[Tutor] using re to match text and extract info

Thu Dec 31 19:19:19 CET 2009

Norman Khine wrote:
> hello,
>
>   
>>>> import re
>>>> line = "ALSACE 67000 Strasbourg 24 rue de la Division Leclerc 03 88 23 05 66 strasbourg at artisansdumonde.org"
>>>> m = re.search('[\w\-][\w\-\.]+@[\w\-][\w\-\.]+[a-zA-Z]{1,4}', line)
>>>> emailAddress .search(r"(\d+)", line)
>>>> phoneNumber = re.compile(r'(\d{2}) (\d{2}) (\d{2}) (\d{2}) (\d{2})')
>>>> phoneNumber.search(line)
>>>>         
>
> but this jumbles the phone number and also includes the 67000.
>
> how can i split the 'line' into a list?
>
> thanks
> norman
>
>   
lst = line.split()    will split the line strictly by whitespace.
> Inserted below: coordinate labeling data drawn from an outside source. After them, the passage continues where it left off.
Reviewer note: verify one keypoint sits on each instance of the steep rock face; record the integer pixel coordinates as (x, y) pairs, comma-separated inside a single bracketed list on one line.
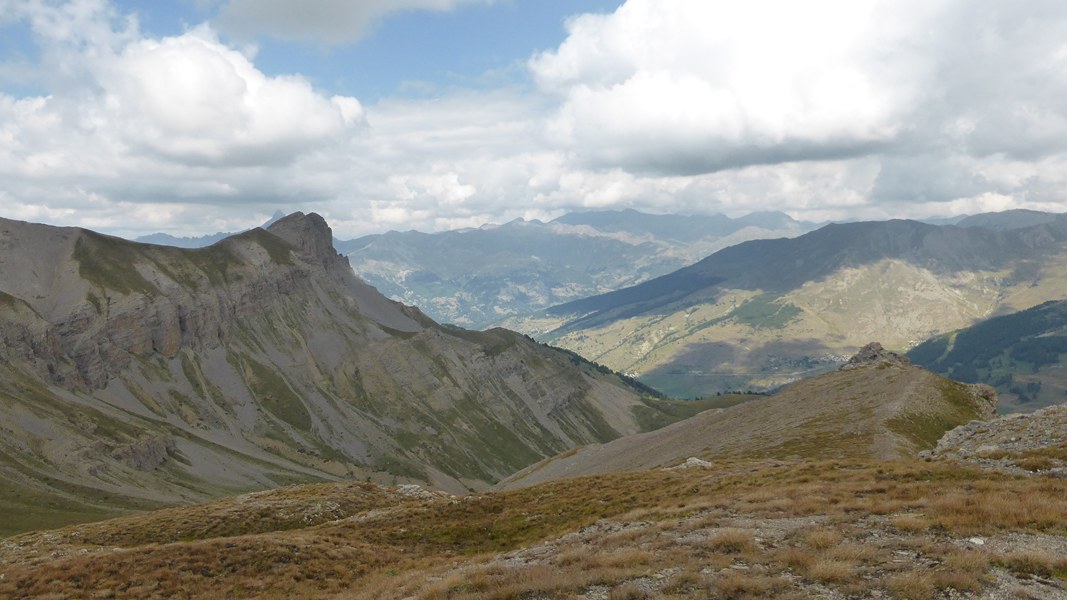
[(163, 373)]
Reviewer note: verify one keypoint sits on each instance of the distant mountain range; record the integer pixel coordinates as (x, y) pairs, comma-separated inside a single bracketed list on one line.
[(762, 313), (1023, 354), (877, 406)]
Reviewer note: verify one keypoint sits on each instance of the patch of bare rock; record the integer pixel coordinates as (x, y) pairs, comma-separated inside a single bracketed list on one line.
[(1022, 444)]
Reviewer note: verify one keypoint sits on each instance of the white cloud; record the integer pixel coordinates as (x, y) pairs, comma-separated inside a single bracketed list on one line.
[(693, 87), (331, 21)]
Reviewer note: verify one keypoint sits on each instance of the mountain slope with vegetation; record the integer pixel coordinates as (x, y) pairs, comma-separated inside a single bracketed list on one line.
[(763, 313), (1023, 354), (481, 277), (134, 376), (877, 406)]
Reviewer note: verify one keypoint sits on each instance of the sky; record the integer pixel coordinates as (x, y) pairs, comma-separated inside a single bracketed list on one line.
[(194, 116)]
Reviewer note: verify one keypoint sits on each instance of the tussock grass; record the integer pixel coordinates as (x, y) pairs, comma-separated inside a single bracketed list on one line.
[(606, 531)]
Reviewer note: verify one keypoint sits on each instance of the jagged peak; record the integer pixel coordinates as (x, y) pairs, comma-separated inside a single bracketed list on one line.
[(873, 353), (308, 233)]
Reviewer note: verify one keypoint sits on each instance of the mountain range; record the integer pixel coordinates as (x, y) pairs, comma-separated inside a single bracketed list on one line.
[(763, 313), (476, 278), (137, 375)]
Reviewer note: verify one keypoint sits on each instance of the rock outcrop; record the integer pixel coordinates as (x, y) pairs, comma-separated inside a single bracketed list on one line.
[(260, 360)]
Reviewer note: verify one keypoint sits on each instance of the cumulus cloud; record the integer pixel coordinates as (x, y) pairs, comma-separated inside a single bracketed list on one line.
[(332, 21), (685, 87), (170, 123), (825, 109), (194, 100)]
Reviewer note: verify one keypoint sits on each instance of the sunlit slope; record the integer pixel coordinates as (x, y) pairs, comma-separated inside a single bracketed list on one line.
[(764, 313)]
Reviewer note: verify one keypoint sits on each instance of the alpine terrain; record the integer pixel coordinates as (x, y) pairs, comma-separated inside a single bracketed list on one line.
[(817, 494), (763, 313), (1023, 354), (487, 275), (133, 376)]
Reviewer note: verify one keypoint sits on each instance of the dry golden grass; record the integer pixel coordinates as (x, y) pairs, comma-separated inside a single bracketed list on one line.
[(909, 523), (385, 546)]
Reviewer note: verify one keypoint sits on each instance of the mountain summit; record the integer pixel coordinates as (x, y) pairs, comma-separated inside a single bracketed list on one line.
[(137, 375)]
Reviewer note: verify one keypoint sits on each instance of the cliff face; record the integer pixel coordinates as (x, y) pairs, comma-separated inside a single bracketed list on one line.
[(162, 373)]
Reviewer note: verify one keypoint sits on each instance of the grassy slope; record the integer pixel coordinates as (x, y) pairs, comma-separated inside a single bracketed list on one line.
[(794, 527), (746, 338), (305, 389)]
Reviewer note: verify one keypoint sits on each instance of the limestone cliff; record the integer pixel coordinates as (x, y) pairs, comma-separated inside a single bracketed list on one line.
[(160, 373)]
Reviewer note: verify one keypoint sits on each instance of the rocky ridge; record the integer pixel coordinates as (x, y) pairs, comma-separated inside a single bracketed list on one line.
[(138, 374), (1022, 443)]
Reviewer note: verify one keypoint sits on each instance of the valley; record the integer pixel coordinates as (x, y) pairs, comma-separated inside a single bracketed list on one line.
[(765, 313), (138, 376), (253, 420)]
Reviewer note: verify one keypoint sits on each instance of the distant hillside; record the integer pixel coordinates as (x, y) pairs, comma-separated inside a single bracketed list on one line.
[(1023, 354), (1008, 219), (877, 407), (763, 313), (487, 275)]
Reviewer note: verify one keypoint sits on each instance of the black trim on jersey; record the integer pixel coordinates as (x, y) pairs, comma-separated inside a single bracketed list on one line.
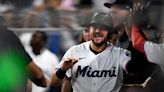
[(95, 52)]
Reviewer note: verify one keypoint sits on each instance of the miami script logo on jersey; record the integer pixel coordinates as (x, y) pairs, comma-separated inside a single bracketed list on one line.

Before you can write code to parse a line, you have to know for sure the 
syntax of that line.  This particular one has 15 fields, delimited by 
spaces.  So you can parse it with str.split(), and use slices to get the 
particular set of numbers representing the phone number.  (elements 9-14)
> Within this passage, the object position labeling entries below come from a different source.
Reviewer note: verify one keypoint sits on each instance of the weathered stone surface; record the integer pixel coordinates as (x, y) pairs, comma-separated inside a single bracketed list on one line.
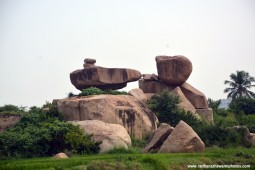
[(182, 139), (206, 114), (125, 110), (103, 78), (138, 94), (196, 98), (89, 60), (111, 135), (158, 138), (151, 77), (173, 70), (60, 155), (154, 86), (184, 104), (7, 120)]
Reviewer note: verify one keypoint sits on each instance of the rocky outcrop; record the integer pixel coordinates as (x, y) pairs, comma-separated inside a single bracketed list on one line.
[(158, 138), (7, 120), (110, 135), (195, 97), (185, 103), (101, 77), (60, 155), (151, 86), (173, 70), (138, 94), (182, 139), (124, 110)]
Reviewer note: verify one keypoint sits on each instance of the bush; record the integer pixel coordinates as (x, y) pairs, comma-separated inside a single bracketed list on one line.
[(243, 105), (97, 91), (43, 134)]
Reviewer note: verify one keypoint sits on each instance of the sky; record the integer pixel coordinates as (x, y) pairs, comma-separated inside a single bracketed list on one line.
[(43, 41)]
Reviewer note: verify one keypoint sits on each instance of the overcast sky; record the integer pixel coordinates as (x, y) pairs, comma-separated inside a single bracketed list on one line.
[(42, 41)]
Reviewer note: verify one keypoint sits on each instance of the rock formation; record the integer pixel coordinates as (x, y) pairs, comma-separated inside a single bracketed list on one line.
[(124, 110), (182, 138), (173, 70), (173, 73), (111, 135), (101, 77), (158, 138)]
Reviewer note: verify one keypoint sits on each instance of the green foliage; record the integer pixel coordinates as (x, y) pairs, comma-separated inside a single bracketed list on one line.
[(97, 91), (223, 137), (243, 105), (214, 104), (166, 108), (40, 133), (11, 109), (239, 84)]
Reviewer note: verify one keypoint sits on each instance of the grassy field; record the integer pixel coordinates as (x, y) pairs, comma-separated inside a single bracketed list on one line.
[(212, 156)]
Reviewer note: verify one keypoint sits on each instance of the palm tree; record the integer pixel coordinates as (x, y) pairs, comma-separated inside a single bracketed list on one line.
[(239, 84)]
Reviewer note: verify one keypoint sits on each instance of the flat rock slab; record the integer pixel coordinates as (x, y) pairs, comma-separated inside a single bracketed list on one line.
[(103, 78), (173, 70)]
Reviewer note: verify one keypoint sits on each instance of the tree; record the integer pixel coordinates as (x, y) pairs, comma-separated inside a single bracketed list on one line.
[(240, 83)]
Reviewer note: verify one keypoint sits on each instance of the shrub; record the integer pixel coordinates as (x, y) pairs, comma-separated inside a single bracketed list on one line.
[(97, 91), (243, 105), (43, 134)]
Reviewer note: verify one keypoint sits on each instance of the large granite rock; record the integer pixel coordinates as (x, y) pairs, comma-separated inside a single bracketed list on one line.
[(196, 98), (158, 138), (138, 94), (124, 110), (185, 103), (103, 78), (148, 86), (173, 70), (182, 139), (111, 135)]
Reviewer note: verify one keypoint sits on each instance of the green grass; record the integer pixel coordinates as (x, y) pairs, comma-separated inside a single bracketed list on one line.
[(219, 156)]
If the address portion might be a variable number of words, then you 
could still use split and slice, but use negative slice parameters to 
get the phone number relative to the end. (elements -6 to -2)

If the email address might have a space within it, then you have to get 
fancier.

If the phone number might have more or less than 5 "words", you have to 
get fancier.

Without a spec, all the regular expressions in the world are just noise.

DaveA